Ironically, outing a CIA operative is a felony offense because George H.W. Bush worked tirelessly to make it one. In fact, as Atrios points out, GHWB said of this kind of offense (on 26-Apr-1999) —

Even though I’m a tranquil guy now at this stage of my life, I have nothing but contempt and anger for those who betray the trust by exposing the name of our sources. They are, in my view, the most insidious, of traitors.

[Much quality linkage provided by Jeanne at Body and Soul]


2003-09-30 update: William Rivers Pitt takes no prisoners in his review and assessment of what’s going on in TomPaine.com essay The Most Insidious of Traitors (also archived at Truthout).

2003-10-01 update: On yesterday’s Newshour with Jim Lehrer, former undercover CIA analyst Larry Johnson says —

Let’s be very clear about what happened. This is not an alleged abuse. This is a confirmed abuse. I worked with this woman. She started training with me. She has been undercover for three decades, she is not as Bob Novak suggested a CIA analyst. …

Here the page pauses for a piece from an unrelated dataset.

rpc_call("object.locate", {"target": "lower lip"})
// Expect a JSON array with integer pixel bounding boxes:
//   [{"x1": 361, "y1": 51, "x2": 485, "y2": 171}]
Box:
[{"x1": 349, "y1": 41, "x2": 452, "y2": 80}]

So the fact that she’s been undercover for three decades and that has been divulged is outrageous because she was put undercover for certain reasons. One, she works in an area where people she meets with overseas could be compromised. When you start tracing back who she met with, even people who innocently met with her, who are not involved in CIA operations, could be compromised. For these journalists to argue that this is no big deal and if I hear another Republican operative suggesting that well, this was just an analyst fine, let them go undercover. …

This is not about partisan politics. This is about a betrayal, a political smear of an individual with no relevance to the story. Publishing her name in that story added nothing to it. His entire intent was correctly as Ambassador Wilson noted: to intimidate, to suggest that there was some impropriety that somehow his wife was in a decision making position to influence his ability to go over and savage a stupid policy, an erroneous policy and frankly, what was a false policy of suggesting that there were nuclear material in Iraq that required this war. This was about a political attack. To pretend that it’s something else and to get into this parsing of words, I tell you, it sickens me to be a Republican to see this.